Dusted Out of the Woodshed

Dusted Out of the Woodshed
Coming from Brian Borcherdt ― one-half of the founding duo behind Toronto noiseniks Holy Fuck ― Dusted will come as a bit of a surprise. Gone are the elastic bass lines and distorted tape loops; in their place is just Borcherdt, his guitar and miles of ambient space.

"One of the big ideas we kept returning to was the idea of intention," explains a hung-over Borcherdt as he watches his pooch Dusty make the rounds at Trinity Bellwoods dog bowl in Toronto. "Even though it's a simple song, the intention could totally change by adding too much."

This isn't Borcherdt's first excursion outside his day job though. Over the years he's dropped a handful of low-key releases and played the occasional solo gig under his own name. But he's never fully committed to any sort of solo career, instead using these occasions to unload new ideas without the expectations of the Holy Fuck name. "I feel like I don't know what I'm doing quite often," he says. "At the end of the day, I'm not sure, hypothetically speaking, if I'd even listen to a record like that."

Borcherdt say the process of writing songs has always appealed to him, but purely as a hobby. "The next step is you want to record it. You want to complete the vision." So last January, while Holy Fuck were on a much-needed break, he hooked up with producer Leon Taheny to lay down tracks he had been working on. "I was really excited about knowing that his place was just a small garage," he recalls. "I wanted to work in space that was like a think tank and work on your ideas."

Guitar and vocals were recorded first, with Borcherdt singing through an old, blown out amp, distorting his voice. "Every once in a while [Leon] would add drums and then we'd go, 'Nah' and he'd just go back to a single tambourine."

Borcherdt knew from the get go that he didn't want to put the record out under his own name, but beyond that there were no clear intentions for the material. "It had been done for a year and I just kind of sat on it.
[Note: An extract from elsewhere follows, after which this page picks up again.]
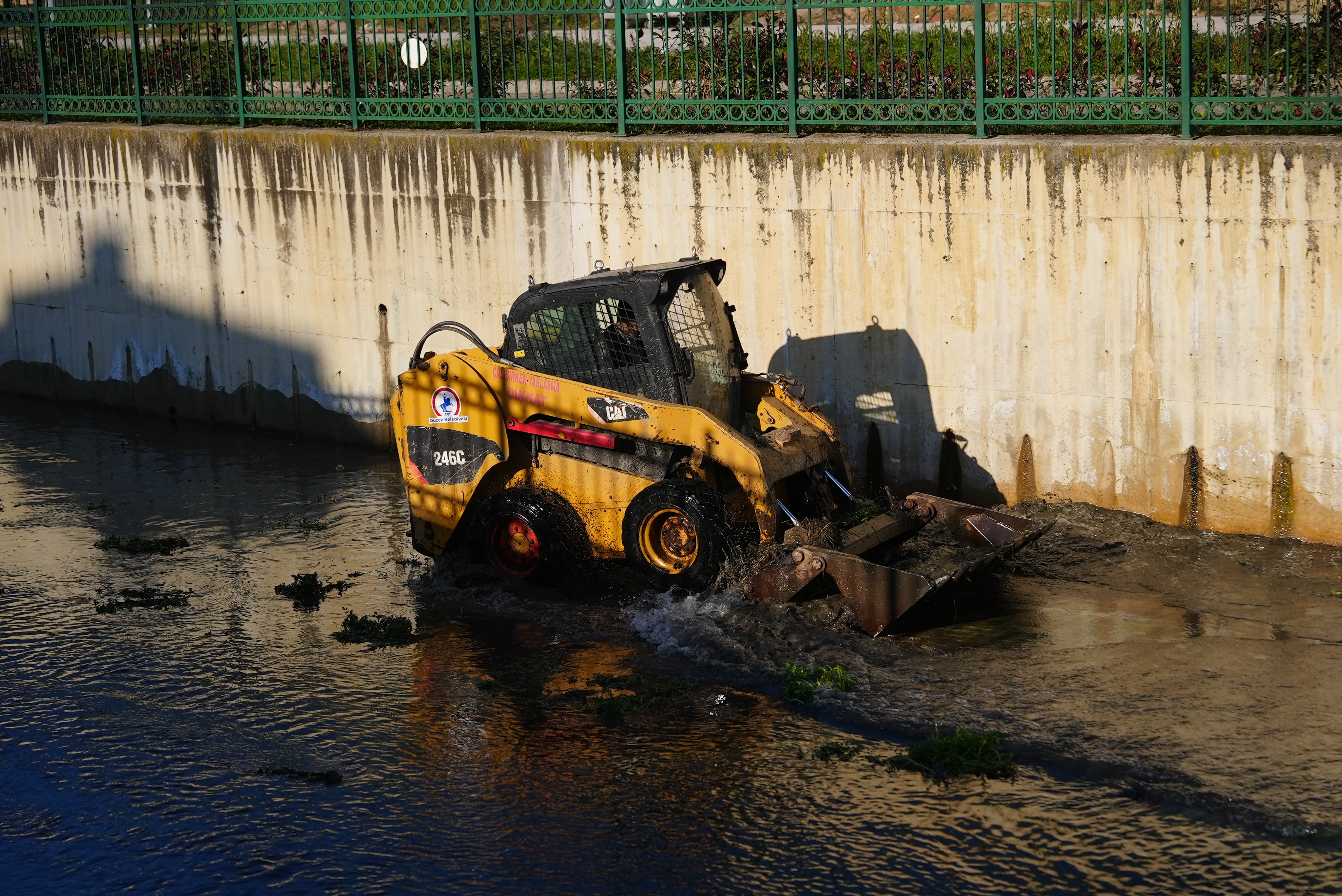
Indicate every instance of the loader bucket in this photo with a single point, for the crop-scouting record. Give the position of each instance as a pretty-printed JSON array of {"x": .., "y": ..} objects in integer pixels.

At some point I realized I wanted to make it a thing and he wanted to too, so the record came out." He had considered calling the record Dusted, but instead opted to adopt it as a band name for him and Taheny, whose involvement in the recording process had grown into full-blown collaborator. Polyvinyl approached him about releasing the record, now called Total Dust, though Borcherdt has no idea how they even found out about the project.

Despite the longwinded birth, Borcherdt is pleased with the end results. "We just made the record we wanted to make without a lot of pressure," he says. "I chose better songs, I recorded them in a way that I was excited about, aesthetically speaking. I feel like I put more into it and as a result I'm getting more out of it."